The capture + feedback (RL) layer for 8090's Software Factory.
Every AI coding session creates knowledge — the why, the dead-ends, the gotchas, the intent. Today it evaporates the moment the session ends. CAPSULE captures it, scores it, versions it into enterprise skills, and feeds it back so the next developer or agent inherits full context instantly.
CAPSULE turns a finished coding session into a Capsule — a compressed, scored record of what was
learned — distilled locally (Ollama qwen2.5-coder:14b), judged by an LLM scorer, stored in
portable Backboard memory, versioned into a local skill registry, and promoted at end-of-day into a
versioned enterprise skills registry. It's a reinforcement-learning loop for the enterprise SDLC: every
session makes the next one cheaper and better. There's also an in-app agent chat so you can feel the
warm-start directly — talk to a local model that already remembers.

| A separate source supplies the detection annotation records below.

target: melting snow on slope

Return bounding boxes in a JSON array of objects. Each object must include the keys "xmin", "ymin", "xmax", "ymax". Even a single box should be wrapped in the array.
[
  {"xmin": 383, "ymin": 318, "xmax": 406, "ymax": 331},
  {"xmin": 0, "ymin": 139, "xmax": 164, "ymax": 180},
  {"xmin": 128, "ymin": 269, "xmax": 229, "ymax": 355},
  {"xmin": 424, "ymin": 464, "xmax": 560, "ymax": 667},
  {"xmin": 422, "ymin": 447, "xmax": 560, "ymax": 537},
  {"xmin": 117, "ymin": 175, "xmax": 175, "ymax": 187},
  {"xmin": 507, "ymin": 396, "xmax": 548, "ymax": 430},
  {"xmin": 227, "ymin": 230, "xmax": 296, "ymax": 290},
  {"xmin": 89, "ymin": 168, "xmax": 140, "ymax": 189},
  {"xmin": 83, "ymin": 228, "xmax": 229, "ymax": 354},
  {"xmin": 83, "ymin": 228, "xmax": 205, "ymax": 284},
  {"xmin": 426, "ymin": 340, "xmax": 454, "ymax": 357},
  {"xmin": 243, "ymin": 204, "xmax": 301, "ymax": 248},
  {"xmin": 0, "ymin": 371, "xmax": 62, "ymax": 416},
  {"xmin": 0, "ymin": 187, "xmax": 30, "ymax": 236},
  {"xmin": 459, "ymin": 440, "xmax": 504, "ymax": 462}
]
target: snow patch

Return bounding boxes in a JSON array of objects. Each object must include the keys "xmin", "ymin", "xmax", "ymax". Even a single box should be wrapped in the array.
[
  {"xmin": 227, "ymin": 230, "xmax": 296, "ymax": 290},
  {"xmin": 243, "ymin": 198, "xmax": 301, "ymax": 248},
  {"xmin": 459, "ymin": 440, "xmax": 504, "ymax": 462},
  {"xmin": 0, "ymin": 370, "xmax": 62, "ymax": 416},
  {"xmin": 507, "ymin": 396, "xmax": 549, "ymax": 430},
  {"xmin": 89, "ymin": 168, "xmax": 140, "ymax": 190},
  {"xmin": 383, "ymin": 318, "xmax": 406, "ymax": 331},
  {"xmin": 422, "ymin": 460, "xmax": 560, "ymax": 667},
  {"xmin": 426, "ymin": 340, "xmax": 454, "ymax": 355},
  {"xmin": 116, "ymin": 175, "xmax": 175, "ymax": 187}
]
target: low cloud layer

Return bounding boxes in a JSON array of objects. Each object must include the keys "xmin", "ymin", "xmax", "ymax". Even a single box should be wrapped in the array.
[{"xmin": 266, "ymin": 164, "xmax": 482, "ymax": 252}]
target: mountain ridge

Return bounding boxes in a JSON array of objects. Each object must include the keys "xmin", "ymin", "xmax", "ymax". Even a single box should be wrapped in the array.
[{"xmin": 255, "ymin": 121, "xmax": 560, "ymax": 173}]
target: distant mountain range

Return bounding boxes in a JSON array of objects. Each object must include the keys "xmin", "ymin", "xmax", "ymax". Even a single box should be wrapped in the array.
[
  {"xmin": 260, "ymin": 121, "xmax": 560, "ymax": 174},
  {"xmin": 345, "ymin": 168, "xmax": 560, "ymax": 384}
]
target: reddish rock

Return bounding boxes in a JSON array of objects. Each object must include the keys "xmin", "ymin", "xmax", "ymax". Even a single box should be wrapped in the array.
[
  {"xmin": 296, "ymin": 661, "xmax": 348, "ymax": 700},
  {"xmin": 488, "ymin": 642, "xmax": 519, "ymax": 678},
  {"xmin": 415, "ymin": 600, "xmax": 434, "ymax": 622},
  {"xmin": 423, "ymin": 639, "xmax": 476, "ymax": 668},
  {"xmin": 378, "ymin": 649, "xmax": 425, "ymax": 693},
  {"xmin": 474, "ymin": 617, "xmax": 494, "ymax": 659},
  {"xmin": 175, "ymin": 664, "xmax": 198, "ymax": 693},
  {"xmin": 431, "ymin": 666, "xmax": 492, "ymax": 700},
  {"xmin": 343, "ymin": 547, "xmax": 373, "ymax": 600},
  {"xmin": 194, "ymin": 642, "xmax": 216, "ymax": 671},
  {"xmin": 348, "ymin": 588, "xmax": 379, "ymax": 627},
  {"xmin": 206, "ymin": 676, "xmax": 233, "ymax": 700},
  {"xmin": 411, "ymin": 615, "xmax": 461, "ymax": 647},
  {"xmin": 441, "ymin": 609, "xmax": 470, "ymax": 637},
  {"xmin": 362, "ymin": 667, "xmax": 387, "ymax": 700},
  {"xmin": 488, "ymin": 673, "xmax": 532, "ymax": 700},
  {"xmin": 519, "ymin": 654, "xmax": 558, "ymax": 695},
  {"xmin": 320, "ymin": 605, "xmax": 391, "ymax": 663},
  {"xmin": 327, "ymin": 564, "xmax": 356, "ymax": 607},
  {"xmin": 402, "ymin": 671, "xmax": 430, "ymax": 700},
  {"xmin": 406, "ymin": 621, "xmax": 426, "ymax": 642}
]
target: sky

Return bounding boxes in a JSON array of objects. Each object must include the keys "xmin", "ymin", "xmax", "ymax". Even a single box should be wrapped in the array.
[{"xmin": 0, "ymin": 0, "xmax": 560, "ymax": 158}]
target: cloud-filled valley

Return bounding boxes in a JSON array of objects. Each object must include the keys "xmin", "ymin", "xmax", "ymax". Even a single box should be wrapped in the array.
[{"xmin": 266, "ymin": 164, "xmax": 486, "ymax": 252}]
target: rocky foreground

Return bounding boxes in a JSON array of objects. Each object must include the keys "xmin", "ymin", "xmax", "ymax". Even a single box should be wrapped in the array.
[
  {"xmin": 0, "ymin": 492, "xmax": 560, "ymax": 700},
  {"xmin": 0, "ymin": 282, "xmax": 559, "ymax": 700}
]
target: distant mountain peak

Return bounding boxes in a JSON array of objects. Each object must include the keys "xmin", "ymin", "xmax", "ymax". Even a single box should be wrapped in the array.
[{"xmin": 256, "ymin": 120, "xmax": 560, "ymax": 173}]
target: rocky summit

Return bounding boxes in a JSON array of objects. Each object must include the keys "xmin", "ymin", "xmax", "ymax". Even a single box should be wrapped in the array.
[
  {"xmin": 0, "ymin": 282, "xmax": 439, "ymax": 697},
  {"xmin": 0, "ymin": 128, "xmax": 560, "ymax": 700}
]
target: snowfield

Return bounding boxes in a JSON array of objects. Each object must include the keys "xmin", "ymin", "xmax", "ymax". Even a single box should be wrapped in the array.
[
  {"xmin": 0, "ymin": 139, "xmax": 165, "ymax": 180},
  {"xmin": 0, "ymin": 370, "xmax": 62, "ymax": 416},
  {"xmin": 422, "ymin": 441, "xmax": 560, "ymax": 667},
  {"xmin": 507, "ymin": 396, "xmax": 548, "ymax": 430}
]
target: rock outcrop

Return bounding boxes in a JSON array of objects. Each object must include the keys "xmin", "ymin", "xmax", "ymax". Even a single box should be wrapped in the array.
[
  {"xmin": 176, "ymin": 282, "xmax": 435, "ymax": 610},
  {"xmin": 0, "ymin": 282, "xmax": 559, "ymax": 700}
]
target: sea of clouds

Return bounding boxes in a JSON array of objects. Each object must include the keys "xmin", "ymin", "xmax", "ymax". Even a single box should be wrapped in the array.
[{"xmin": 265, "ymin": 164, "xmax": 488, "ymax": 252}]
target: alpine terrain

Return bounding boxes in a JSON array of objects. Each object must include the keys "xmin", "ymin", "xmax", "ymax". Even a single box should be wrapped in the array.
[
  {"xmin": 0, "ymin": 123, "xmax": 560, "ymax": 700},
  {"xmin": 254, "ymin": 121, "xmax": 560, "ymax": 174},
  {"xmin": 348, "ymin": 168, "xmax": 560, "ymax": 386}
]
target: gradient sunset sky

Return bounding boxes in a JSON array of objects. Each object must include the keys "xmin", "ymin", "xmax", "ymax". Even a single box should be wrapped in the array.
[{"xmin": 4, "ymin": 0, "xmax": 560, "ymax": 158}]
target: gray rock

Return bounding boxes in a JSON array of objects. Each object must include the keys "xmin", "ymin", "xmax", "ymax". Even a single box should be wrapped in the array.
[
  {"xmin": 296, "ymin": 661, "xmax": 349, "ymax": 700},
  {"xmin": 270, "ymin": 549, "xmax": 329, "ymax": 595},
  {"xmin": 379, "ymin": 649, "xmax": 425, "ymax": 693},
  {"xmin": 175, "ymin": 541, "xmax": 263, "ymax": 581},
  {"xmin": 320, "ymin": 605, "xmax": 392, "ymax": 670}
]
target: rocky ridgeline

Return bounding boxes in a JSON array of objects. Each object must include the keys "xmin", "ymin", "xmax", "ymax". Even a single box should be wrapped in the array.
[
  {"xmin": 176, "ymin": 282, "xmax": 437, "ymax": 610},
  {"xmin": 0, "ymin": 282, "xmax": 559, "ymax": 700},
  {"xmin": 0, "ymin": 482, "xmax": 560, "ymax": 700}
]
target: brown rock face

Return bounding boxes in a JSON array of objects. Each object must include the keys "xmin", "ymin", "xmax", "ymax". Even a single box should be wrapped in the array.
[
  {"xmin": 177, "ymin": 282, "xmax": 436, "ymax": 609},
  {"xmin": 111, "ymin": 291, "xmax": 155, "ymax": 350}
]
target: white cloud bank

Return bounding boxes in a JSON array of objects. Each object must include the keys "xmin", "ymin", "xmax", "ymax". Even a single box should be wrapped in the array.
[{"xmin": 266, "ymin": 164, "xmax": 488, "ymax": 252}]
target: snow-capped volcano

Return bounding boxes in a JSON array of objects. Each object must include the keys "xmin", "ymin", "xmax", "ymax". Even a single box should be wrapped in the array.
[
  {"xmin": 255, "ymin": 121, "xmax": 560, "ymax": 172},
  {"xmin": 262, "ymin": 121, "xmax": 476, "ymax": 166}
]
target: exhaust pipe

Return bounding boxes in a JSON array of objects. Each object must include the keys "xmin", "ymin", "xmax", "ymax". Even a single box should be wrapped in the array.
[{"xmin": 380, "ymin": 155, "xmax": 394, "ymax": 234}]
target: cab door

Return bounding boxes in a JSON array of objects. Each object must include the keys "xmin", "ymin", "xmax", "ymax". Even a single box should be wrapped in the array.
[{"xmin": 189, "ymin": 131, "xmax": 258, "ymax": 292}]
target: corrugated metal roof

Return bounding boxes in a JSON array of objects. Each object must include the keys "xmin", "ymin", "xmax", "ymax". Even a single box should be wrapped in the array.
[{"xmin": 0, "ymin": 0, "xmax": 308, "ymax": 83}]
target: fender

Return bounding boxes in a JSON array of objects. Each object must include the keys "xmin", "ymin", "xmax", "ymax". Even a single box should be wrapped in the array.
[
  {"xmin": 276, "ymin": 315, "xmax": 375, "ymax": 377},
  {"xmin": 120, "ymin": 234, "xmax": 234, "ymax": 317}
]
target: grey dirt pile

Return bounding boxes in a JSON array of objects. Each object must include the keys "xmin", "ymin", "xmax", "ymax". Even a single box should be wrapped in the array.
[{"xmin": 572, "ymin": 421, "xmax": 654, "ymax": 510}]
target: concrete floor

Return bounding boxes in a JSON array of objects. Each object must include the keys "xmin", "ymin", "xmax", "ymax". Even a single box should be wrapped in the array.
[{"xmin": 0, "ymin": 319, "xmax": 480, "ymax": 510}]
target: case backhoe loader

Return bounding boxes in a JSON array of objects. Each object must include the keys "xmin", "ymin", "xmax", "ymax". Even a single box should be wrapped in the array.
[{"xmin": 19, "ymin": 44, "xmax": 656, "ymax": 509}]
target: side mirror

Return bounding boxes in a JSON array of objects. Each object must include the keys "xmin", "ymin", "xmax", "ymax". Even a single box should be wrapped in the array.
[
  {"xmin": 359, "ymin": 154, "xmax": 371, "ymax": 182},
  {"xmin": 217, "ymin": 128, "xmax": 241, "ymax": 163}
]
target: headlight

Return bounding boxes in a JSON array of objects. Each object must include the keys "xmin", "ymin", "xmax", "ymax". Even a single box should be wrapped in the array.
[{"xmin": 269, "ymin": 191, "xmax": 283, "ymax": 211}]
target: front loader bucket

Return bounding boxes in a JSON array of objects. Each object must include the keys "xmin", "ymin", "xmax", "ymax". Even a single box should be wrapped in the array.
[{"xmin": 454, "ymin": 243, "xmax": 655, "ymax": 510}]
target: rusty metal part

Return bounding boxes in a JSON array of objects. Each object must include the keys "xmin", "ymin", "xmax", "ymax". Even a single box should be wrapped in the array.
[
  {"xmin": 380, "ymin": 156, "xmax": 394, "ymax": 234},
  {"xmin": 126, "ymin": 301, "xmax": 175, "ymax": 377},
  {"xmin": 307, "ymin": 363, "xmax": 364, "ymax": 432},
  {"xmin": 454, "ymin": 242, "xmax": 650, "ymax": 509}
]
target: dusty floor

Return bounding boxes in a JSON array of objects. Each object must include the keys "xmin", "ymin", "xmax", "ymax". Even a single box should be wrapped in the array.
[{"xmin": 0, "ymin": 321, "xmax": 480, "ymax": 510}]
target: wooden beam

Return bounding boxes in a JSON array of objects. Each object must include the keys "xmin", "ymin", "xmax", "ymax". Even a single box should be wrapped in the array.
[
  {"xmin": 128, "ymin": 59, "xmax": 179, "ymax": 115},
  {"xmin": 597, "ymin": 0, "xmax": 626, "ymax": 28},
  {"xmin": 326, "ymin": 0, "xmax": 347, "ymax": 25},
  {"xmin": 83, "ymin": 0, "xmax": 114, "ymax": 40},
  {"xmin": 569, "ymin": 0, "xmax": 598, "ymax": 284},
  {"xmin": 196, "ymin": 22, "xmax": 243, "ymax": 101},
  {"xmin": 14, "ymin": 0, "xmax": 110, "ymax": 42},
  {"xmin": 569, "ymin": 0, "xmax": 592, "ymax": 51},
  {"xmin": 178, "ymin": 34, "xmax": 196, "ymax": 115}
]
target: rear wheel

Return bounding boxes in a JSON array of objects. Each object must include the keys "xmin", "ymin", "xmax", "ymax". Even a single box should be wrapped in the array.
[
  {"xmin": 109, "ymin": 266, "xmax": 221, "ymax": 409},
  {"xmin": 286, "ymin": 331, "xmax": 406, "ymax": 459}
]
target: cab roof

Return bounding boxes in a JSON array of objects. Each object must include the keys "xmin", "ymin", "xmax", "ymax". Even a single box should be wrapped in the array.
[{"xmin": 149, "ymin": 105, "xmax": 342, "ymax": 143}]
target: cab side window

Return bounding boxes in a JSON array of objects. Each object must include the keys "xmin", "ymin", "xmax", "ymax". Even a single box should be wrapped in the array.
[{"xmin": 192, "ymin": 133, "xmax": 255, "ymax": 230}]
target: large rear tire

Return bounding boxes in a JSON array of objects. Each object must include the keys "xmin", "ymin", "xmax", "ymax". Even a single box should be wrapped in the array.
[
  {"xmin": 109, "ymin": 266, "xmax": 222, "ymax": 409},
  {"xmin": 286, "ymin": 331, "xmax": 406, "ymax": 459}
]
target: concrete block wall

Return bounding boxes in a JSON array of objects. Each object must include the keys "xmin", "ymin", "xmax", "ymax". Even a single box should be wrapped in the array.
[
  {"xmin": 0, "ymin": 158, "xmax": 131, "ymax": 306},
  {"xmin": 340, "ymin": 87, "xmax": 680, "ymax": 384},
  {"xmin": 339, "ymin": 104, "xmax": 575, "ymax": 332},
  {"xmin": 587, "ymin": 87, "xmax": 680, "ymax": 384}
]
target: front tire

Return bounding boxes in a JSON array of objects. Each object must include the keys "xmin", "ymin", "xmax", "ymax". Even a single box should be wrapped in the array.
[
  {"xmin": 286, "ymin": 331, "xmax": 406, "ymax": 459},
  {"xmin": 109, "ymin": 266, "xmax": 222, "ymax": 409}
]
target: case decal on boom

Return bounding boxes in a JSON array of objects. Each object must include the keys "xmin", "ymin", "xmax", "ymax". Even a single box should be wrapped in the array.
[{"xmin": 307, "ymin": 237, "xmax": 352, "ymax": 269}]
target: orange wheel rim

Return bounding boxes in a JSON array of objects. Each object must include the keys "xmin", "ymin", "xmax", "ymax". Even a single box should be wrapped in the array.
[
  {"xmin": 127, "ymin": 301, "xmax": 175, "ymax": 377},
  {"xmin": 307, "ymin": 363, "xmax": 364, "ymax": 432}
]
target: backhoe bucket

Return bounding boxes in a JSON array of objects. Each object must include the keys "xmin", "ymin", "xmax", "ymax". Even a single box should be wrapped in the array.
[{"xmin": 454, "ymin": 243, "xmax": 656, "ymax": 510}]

CAPSULE is built on a single thesis: context dies at the session boundary. That one root cause is the source of all four "Build for Builders" themes — and CAPSULE solves them together:
| Theme | How CAPSULE serves it |
|---|---|
| Handoff | The capsule is the handoff artifact. The in-app agent chat lets the next dev/agent inherit it and keep going — warm, not cold. |
| Productivity & flow | Warm-start injection (real Backboard retrieval) + measured token savings — a new session starts oriented, not from scratch. |
| Code quality & confidence | Provenance trail (every skill version → the capsule/finding that produced it) + a measured agentic-CI gate before a version publishes. |
| Junior developer | Each capsule's distilled finding coaches the dev; loading an enterprise skill into the chat hands a junior the senior's distilled knowledge. |
coding session
│ ambient capture (Stop-hook → queue → watcher) ~/.claude/*.jsonl
▼
CAPTURE compress the real transcript (src/lib/capture.ts)
▼
DISTILL LOCAL Ollama qwen2.5-coder:14b · CHUNKED map-reduce for big
sessions so the WHOLE session is distilled (src/lib/cerebras.ts)
▼
SCORE LLM-JUDGE transfer score (scoreCapsuleLLM, heuristic fallback)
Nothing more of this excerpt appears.